The moment he spoke, one of the nymphs discovered the outside display. She yelled to the rest of them who proceeded to file out the rear door in the direction of the pools. The sales clerks on the inside where relieved to see them go, but their problems were far from over.
Minutes later, the elementals were in the fenced-in area of the exterior store. Two senior sales people worked in this part of the store, as it was the most profitable part of the business. One was in the process of expounding on the attributes of a new pool model to a potential customer. He turned as the swim team column walked past him in the direction of the other pools. Both of the salesmen stood speechless as the girls proceeded to remove their tracksuits and stack them in a corner again. They stood there in a daze as the nymphs, still dressed in an assortment of bikinis climbed up the ladders on the pools and splashed into the water.

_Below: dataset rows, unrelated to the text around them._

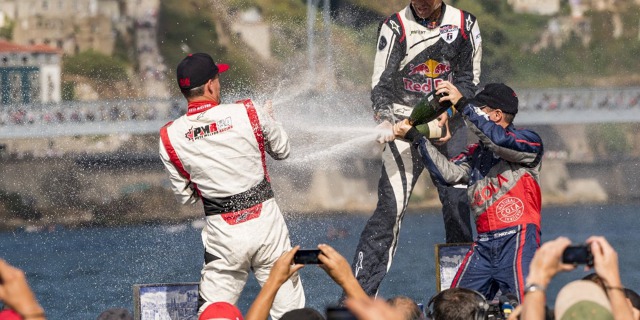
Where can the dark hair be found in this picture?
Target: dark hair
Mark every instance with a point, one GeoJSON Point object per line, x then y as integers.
{"type": "Point", "coordinates": [458, 304]}
{"type": "Point", "coordinates": [408, 307]}
{"type": "Point", "coordinates": [633, 297]}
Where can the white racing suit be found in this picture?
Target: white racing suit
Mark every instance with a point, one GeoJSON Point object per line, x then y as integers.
{"type": "Point", "coordinates": [411, 60]}
{"type": "Point", "coordinates": [216, 153]}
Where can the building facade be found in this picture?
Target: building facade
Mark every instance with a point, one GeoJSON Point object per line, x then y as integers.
{"type": "Point", "coordinates": [70, 25]}
{"type": "Point", "coordinates": [29, 74]}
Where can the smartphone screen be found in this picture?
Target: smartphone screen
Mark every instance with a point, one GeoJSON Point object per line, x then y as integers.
{"type": "Point", "coordinates": [306, 256]}
{"type": "Point", "coordinates": [577, 254]}
{"type": "Point", "coordinates": [339, 313]}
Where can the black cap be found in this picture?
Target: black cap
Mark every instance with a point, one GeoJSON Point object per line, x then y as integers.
{"type": "Point", "coordinates": [196, 69]}
{"type": "Point", "coordinates": [498, 96]}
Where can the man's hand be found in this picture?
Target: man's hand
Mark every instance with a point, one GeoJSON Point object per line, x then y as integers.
{"type": "Point", "coordinates": [605, 261]}
{"type": "Point", "coordinates": [385, 132]}
{"type": "Point", "coordinates": [284, 268]}
{"type": "Point", "coordinates": [547, 261]}
{"type": "Point", "coordinates": [337, 267]}
{"type": "Point", "coordinates": [401, 128]}
{"type": "Point", "coordinates": [268, 108]}
{"type": "Point", "coordinates": [15, 292]}
{"type": "Point", "coordinates": [334, 264]}
{"type": "Point", "coordinates": [451, 92]}
{"type": "Point", "coordinates": [443, 122]}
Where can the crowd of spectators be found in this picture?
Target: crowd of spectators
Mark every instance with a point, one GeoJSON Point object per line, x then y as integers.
{"type": "Point", "coordinates": [599, 295]}
{"type": "Point", "coordinates": [115, 111]}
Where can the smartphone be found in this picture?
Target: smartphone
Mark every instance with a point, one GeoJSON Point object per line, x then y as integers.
{"type": "Point", "coordinates": [578, 254]}
{"type": "Point", "coordinates": [339, 313]}
{"type": "Point", "coordinates": [307, 256]}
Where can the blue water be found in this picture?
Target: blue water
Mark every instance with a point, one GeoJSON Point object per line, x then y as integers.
{"type": "Point", "coordinates": [77, 274]}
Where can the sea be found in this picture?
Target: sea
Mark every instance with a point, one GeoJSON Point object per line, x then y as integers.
{"type": "Point", "coordinates": [78, 273]}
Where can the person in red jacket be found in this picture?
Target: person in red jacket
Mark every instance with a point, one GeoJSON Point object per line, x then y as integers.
{"type": "Point", "coordinates": [501, 172]}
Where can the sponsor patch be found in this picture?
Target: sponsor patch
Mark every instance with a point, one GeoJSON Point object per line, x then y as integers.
{"type": "Point", "coordinates": [214, 128]}
{"type": "Point", "coordinates": [510, 209]}
{"type": "Point", "coordinates": [449, 33]}
{"type": "Point", "coordinates": [382, 43]}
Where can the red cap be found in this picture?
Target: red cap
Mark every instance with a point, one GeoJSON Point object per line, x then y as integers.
{"type": "Point", "coordinates": [221, 310]}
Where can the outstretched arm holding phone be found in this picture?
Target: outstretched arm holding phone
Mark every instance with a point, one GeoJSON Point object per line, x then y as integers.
{"type": "Point", "coordinates": [16, 294]}
{"type": "Point", "coordinates": [282, 270]}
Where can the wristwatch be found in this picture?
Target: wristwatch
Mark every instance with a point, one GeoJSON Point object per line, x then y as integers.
{"type": "Point", "coordinates": [534, 287]}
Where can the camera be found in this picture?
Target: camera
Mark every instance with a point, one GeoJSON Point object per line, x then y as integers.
{"type": "Point", "coordinates": [578, 254]}
{"type": "Point", "coordinates": [339, 313]}
{"type": "Point", "coordinates": [307, 256]}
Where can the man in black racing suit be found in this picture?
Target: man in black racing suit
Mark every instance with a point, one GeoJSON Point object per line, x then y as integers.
{"type": "Point", "coordinates": [420, 46]}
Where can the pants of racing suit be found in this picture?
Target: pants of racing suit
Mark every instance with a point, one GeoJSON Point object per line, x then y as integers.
{"type": "Point", "coordinates": [401, 167]}
{"type": "Point", "coordinates": [236, 243]}
{"type": "Point", "coordinates": [499, 260]}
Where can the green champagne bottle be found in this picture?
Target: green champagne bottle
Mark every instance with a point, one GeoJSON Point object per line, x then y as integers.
{"type": "Point", "coordinates": [428, 109]}
{"type": "Point", "coordinates": [431, 130]}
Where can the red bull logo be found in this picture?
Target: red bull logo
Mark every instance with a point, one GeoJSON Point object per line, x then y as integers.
{"type": "Point", "coordinates": [429, 69]}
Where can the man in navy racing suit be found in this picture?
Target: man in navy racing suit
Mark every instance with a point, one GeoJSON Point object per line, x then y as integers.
{"type": "Point", "coordinates": [425, 43]}
{"type": "Point", "coordinates": [501, 172]}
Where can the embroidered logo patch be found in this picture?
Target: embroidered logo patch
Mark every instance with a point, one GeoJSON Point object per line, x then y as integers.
{"type": "Point", "coordinates": [383, 43]}
{"type": "Point", "coordinates": [449, 33]}
{"type": "Point", "coordinates": [509, 209]}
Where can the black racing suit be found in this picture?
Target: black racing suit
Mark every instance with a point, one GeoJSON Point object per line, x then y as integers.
{"type": "Point", "coordinates": [412, 57]}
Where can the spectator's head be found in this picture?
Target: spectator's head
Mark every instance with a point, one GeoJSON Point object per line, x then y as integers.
{"type": "Point", "coordinates": [115, 314]}
{"type": "Point", "coordinates": [197, 76]}
{"type": "Point", "coordinates": [304, 313]}
{"type": "Point", "coordinates": [221, 311]}
{"type": "Point", "coordinates": [458, 304]}
{"type": "Point", "coordinates": [582, 299]}
{"type": "Point", "coordinates": [596, 279]}
{"type": "Point", "coordinates": [499, 101]}
{"type": "Point", "coordinates": [634, 299]}
{"type": "Point", "coordinates": [407, 307]}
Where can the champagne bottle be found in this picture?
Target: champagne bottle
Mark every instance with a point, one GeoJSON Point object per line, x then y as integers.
{"type": "Point", "coordinates": [428, 109]}
{"type": "Point", "coordinates": [431, 130]}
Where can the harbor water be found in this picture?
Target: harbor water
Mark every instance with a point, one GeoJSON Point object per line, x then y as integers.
{"type": "Point", "coordinates": [79, 273]}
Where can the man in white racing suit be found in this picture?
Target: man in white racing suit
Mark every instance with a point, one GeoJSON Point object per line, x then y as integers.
{"type": "Point", "coordinates": [424, 44]}
{"type": "Point", "coordinates": [216, 153]}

Sean saw two guys from his math class enter the store and watch the nymphs splash around in the pool. They came up behind Dion and the girls and stood next to them for a while, trying to figure out the source of the commotion outside. Finally, one of them turned to Sean.
“Where did that swim team come from?” he asked him. “We saw them in the swimsuit store and followed them over here.”
“I have no idea,” he lied. “We’re trying to decide who they are too.”
He remembered the names of the guys because they were twins. Not identical twins, but fraternal ones. They both wore glasses and were in his classes. It took him a few more minutes to remember their names: Doug and Dennis. One was slight of build and did not stand out other than having a brother who was in most of the same classes. The other played basketball and was bigger.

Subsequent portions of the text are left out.